Shipping Crisis? The Great Challenge?

Experienced explosive high freight rates in 2021,
The freight rates for shipping entering the spiral downward channel in 2022,
in 2023 The direction of shipping development will face multiple crises and challenges.

Due to the pandemic, excess inventory and a decrease in global consumer disposable income have forced most    consumers to downgrade their consumption, resulting in    a decrease in demand for  freight volume. Despite the      continuous decline in shipping costs, the prospects for trade growth will be limited for at least the entire year  2023.

It is also due to the epidemic that the supply chain has  been disrupted and maritime transportation ports have been blocked. However, this situation has been alleviated, and the relief of supply chain congestion has increased effective transportation capacity by 19%,restoring the maritime market to a state of oversupply in 2023.

In the second half of 2022, the global epidemic gradually recovered, and spot sea freight rates significantly decreased, Currently, they are far below the contract freight rates, and according to data, there are signs of contract freight rates starting to decline.

The significant decrease in sea freight rates has led to a decrease in shipping company revenue. In order to save costs, shipping companies will appropriately reduce capacity and continuously strengthen revenue and expenditure management for offshore routes. The costs of these routes will exceed revenue, while the round-trip revenue of transatlantic routes will still exceed costs. Perhaps in 2023, shipping companies will increase investment in transatlantic routes.

Looking back from January to February 2023, the trend of sea freight prices remained basically stable, mainly influenced by the low demand for goods in the market and the off-season, resulting in relatively weak or even declining prices.
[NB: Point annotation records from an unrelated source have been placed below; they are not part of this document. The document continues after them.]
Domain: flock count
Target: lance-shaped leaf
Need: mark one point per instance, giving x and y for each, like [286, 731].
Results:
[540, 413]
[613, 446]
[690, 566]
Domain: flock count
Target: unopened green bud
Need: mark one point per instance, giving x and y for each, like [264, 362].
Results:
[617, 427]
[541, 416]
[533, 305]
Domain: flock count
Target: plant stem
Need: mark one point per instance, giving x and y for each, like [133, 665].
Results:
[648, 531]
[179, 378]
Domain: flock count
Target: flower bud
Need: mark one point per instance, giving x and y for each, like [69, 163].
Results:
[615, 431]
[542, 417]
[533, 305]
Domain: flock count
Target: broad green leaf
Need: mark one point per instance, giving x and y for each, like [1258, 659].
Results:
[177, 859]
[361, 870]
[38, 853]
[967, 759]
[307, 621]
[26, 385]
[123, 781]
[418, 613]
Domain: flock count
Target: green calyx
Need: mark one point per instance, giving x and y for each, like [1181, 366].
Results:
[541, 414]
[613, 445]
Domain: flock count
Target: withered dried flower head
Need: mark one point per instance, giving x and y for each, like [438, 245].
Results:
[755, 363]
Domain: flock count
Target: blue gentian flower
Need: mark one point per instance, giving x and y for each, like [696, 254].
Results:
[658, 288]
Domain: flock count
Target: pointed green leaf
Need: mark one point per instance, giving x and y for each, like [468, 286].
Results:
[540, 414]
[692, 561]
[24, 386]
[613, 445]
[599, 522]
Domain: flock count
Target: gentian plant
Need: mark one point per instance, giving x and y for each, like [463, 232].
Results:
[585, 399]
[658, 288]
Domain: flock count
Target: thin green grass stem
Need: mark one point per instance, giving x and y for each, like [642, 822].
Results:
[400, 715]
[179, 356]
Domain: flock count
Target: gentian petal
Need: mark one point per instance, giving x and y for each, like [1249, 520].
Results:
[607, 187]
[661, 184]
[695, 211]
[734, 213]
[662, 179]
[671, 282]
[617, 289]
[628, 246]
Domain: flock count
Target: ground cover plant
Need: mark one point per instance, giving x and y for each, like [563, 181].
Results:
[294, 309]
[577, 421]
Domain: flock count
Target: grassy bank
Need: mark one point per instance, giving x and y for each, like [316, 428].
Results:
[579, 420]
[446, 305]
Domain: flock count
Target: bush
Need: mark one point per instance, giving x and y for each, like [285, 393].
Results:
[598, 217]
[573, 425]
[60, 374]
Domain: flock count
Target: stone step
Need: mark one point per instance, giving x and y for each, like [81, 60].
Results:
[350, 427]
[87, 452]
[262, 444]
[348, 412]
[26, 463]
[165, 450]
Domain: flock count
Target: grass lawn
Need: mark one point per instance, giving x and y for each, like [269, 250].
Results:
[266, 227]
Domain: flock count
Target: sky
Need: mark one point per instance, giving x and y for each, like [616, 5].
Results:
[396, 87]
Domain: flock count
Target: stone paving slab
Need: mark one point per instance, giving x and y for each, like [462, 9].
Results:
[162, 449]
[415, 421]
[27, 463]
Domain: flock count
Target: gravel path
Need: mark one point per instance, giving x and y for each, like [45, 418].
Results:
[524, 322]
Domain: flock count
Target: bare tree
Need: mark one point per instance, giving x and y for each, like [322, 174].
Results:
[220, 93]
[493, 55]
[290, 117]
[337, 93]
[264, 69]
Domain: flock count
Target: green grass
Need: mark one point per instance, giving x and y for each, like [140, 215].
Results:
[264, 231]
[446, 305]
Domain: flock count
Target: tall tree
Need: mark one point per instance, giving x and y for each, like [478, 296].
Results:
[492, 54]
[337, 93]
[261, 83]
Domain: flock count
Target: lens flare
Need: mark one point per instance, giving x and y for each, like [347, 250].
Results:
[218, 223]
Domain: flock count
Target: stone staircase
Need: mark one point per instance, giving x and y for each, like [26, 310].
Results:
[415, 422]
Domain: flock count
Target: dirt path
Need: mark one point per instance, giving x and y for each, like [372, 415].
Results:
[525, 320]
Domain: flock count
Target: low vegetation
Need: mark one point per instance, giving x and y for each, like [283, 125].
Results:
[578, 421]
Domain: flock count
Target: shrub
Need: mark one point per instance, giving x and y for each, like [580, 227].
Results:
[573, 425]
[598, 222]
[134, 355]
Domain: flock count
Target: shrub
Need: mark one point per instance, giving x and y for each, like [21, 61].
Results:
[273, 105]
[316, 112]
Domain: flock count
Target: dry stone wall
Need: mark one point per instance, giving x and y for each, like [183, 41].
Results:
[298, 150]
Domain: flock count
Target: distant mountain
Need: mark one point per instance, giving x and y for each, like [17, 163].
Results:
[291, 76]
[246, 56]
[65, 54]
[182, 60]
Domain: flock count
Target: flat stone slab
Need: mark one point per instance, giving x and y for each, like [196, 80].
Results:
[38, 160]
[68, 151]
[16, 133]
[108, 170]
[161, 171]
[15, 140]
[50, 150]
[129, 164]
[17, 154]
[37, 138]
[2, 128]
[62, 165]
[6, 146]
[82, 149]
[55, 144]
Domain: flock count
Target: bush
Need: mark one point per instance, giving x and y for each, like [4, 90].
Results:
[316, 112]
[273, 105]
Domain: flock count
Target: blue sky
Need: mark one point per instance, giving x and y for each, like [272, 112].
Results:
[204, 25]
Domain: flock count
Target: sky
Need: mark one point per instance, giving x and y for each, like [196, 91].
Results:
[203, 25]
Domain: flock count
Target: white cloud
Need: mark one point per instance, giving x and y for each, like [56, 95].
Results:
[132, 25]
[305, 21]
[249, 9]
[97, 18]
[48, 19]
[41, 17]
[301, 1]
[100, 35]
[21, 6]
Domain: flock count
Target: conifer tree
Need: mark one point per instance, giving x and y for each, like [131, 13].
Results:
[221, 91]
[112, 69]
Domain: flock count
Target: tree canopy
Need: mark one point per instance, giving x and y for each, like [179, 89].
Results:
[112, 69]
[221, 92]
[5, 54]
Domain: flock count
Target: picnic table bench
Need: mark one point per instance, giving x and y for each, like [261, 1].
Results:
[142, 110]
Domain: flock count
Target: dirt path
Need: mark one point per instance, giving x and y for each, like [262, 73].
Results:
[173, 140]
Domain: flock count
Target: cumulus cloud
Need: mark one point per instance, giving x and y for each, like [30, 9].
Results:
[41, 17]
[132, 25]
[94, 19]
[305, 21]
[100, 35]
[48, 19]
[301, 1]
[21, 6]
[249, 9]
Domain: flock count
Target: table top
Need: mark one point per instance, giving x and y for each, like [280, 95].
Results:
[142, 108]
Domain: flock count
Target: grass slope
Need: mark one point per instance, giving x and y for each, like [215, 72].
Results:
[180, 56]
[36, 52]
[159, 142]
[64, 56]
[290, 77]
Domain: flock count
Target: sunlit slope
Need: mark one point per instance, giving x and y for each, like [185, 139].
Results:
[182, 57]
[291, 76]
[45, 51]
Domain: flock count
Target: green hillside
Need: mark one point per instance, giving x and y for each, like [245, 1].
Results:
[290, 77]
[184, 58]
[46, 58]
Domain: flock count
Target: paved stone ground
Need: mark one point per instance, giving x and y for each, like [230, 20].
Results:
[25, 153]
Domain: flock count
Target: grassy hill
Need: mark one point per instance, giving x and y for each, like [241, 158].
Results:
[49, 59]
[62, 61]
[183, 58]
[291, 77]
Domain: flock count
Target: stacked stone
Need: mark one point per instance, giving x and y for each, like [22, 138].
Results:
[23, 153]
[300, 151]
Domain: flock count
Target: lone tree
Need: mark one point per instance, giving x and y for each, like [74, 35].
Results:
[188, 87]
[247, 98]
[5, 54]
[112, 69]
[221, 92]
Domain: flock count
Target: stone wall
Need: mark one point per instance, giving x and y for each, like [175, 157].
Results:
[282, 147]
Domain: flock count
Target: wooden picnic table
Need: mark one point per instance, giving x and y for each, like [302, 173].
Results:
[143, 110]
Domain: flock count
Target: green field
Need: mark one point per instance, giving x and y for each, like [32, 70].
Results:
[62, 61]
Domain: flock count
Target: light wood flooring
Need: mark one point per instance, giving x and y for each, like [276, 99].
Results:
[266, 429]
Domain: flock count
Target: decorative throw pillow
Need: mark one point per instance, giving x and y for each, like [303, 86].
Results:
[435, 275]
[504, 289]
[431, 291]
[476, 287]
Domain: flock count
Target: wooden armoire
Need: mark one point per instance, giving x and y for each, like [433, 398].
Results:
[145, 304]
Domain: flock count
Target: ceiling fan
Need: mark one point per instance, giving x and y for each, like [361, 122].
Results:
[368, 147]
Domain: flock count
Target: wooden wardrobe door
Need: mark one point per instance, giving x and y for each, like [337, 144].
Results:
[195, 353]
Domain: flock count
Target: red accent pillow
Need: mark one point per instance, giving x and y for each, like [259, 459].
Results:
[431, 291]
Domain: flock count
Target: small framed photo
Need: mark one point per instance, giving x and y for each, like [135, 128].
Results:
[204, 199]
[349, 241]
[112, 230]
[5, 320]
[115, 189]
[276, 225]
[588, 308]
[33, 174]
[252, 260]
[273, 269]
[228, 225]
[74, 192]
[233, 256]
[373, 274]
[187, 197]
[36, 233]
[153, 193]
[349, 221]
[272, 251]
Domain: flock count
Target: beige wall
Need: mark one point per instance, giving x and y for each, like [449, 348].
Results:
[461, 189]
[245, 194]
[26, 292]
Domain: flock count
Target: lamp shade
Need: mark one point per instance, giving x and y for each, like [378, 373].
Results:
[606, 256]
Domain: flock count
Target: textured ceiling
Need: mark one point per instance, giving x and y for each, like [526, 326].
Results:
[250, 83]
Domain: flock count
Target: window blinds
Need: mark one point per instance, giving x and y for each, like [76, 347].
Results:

Transportation is mainly based on long-term agreement contracts with guaranteed supply. At the same time, ship fuel prices have increased, transportation costs have increased, and most ship-owners have reduced their liners or suspended flights to reduce losses.

From late February to mid June, freight prices in the West and East of the United States continued to decline, due to the lack of significant improvement in market demand and sluggish U.S. imports and exports. Foreign commodity inventory is high, and terminal wait-and-see sentiment is relatively strong.

The only highlight of June was a brief rise in prices on the Middle East India Pakistan Line.

In July, as the third quarter entered, shipping companies launched a series of major moves, including four gold medal protection measures, the El Niño phenomenon to The Panama Canal drought, Global shipping companies reduced their holdings significantly, and cargo volume stabilized this season. Green shipping laws have fermented, and freight rates in the West and East of the United States have started to rise. As a global freight vane, we will wait and see the trend of ocean freight rates.